Jobs are desperate for already trained staff,

and toss non-trained, casually trained, or basic people in the shitter.

Roles that may have once been around where a person could learn from the ground up (whether due to complexity increasing or cost, probably a combination of both) just don't exist anymore.

Most people here have made peace with that and either moved on within the job market (bootstraps) or moved away from it (neets).

The only part that actually irks me is when boomers are like "why cant we find qualified staff anymore??"

Again, its just eye rolling to me, honestly.

It wasn't in most company's corporate budget to include training anyone from the ground up anymore, and this became the norm across our economy for the past two decades.

Used to be that if you had a university degree, you at least showed you had the competence and ability to learn, to be consistent with something for a number of years, and had some "professional references" in teachers, peers, etc. You hopefully had a general idea of your field and could be further trained. We don't have qualified staff and companies are desperate to get anyone qualified, because we didnt give this generation the opportunity to train outside of academics and internships, while telling them university was the key.

Now, degrees are watered down, and not going to play "which came first, chicken or the egg",

but in terms of the mercenary attitude of everyone (and who caused it), companies laying off staff that have been there for 40 years, entire branches gone after recessions, people getting the shaft when theyve dedicated themselves to a company- that happening to the parent generation turned most millennials rightfully sour on the concept of corporate loyalty.

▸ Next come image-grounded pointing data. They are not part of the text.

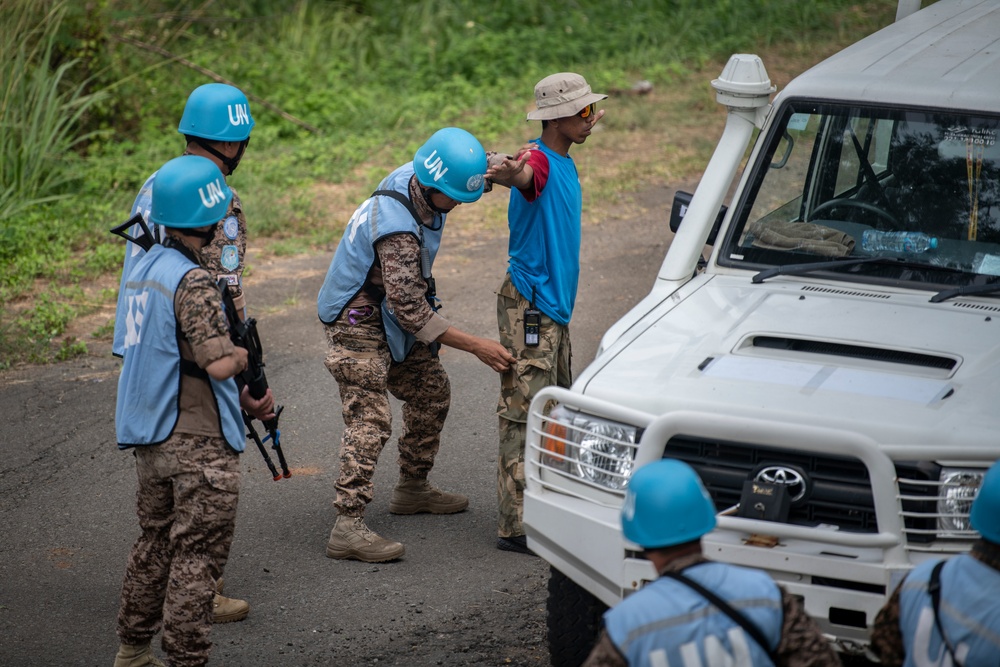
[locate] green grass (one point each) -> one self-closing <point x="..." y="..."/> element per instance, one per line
<point x="342" y="91"/>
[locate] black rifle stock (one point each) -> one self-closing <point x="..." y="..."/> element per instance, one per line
<point x="244" y="334"/>
<point x="144" y="239"/>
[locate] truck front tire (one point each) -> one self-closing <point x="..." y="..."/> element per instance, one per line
<point x="574" y="620"/>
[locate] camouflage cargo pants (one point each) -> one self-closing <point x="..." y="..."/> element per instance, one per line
<point x="186" y="503"/>
<point x="537" y="367"/>
<point x="358" y="358"/>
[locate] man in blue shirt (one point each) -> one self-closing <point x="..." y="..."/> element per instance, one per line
<point x="542" y="275"/>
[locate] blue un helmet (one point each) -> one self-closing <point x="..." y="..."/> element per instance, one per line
<point x="188" y="192"/>
<point x="985" y="514"/>
<point x="453" y="162"/>
<point x="217" y="112"/>
<point x="665" y="505"/>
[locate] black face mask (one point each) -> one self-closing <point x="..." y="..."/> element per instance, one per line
<point x="207" y="235"/>
<point x="230" y="162"/>
<point x="427" y="192"/>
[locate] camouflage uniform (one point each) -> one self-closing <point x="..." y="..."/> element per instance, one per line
<point x="801" y="644"/>
<point x="887" y="635"/>
<point x="186" y="502"/>
<point x="547" y="364"/>
<point x="224" y="255"/>
<point x="358" y="358"/>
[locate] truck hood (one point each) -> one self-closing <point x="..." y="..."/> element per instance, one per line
<point x="886" y="363"/>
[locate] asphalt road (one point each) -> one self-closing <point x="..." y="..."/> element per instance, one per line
<point x="67" y="493"/>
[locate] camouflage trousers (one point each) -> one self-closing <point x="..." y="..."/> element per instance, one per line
<point x="358" y="358"/>
<point x="547" y="364"/>
<point x="186" y="502"/>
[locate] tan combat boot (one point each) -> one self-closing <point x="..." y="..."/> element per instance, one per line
<point x="228" y="610"/>
<point x="415" y="494"/>
<point x="351" y="538"/>
<point x="136" y="655"/>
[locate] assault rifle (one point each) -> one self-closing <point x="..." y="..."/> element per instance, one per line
<point x="243" y="334"/>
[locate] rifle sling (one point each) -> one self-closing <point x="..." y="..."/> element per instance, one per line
<point x="934" y="589"/>
<point x="728" y="610"/>
<point x="405" y="201"/>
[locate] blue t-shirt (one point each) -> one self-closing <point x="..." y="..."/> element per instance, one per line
<point x="544" y="245"/>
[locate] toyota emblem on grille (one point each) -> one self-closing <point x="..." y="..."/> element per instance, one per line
<point x="790" y="478"/>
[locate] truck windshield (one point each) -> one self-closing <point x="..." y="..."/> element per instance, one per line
<point x="832" y="179"/>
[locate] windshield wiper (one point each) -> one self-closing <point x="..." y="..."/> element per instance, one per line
<point x="809" y="267"/>
<point x="986" y="288"/>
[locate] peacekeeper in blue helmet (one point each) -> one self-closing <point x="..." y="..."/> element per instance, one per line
<point x="698" y="612"/>
<point x="178" y="409"/>
<point x="216" y="124"/>
<point x="947" y="612"/>
<point x="378" y="306"/>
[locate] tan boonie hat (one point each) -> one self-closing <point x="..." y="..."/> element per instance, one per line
<point x="561" y="95"/>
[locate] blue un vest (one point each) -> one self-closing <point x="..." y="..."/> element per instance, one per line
<point x="969" y="591"/>
<point x="150" y="381"/>
<point x="669" y="624"/>
<point x="124" y="320"/>
<point x="376" y="218"/>
<point x="544" y="244"/>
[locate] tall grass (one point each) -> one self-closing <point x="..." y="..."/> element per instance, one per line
<point x="40" y="111"/>
<point x="341" y="91"/>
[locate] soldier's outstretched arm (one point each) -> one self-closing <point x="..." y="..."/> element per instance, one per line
<point x="488" y="351"/>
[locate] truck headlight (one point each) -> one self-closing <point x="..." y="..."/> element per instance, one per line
<point x="958" y="490"/>
<point x="599" y="451"/>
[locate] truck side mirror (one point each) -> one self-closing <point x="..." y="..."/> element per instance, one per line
<point x="677" y="212"/>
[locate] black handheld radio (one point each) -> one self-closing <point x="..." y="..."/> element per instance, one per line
<point x="532" y="322"/>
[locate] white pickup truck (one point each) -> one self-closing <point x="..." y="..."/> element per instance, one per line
<point x="859" y="387"/>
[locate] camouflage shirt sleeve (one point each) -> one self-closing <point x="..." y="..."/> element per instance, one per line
<point x="605" y="654"/>
<point x="802" y="644"/>
<point x="224" y="255"/>
<point x="887" y="638"/>
<point x="198" y="306"/>
<point x="405" y="288"/>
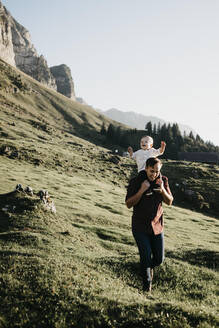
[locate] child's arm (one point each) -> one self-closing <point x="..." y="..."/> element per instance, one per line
<point x="130" y="150"/>
<point x="162" y="147"/>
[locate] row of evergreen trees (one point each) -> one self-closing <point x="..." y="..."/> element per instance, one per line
<point x="171" y="134"/>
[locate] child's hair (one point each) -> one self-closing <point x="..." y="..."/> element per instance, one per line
<point x="148" y="137"/>
<point x="152" y="161"/>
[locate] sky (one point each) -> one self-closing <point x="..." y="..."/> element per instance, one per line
<point x="153" y="57"/>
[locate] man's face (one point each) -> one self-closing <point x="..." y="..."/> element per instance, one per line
<point x="145" y="143"/>
<point x="153" y="171"/>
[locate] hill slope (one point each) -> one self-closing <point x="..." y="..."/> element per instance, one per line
<point x="79" y="267"/>
<point x="138" y="121"/>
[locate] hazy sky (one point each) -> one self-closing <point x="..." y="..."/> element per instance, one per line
<point x="155" y="57"/>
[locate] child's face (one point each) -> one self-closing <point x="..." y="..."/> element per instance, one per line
<point x="146" y="143"/>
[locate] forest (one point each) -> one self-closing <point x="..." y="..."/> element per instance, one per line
<point x="170" y="133"/>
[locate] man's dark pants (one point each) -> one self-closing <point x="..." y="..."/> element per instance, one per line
<point x="151" y="251"/>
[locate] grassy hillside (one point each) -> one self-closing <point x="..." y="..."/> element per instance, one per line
<point x="79" y="267"/>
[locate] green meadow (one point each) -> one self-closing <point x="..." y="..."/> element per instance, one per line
<point x="79" y="267"/>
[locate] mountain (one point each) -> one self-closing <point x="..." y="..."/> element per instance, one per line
<point x="64" y="81"/>
<point x="17" y="49"/>
<point x="138" y="121"/>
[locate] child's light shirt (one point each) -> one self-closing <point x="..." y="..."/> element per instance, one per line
<point x="142" y="155"/>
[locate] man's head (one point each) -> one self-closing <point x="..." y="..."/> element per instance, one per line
<point x="146" y="142"/>
<point x="153" y="167"/>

The only thing I would wish to change is give respect where it is due, and if someone is willing to train you, at least stick around for a bit after.

This is also why the curious situation of hundreds of people applying for jobs, or should say thousands, with hiring managers desperate to find mid-level people to fill entry level positions is pretty indicative of a systemic failure that still hasnt fully manifested.

I can remember my first corporate gig, and realizing I could make the same money working at a bar with my normal salary and tips, with a fraction of the stress- even before the pandemic. If it wasnt for supporting a family, and if I was still a single guy, Id probably take that over being overworked, underappreciated, underemployed, and probably tossed out at the next recession. Realizing that we also have the complex problem of tons of neets who dont even have a girlfriend, I think that equation is going to turn out pretty badly for companies in the immediate future, and just result in more H1Bs.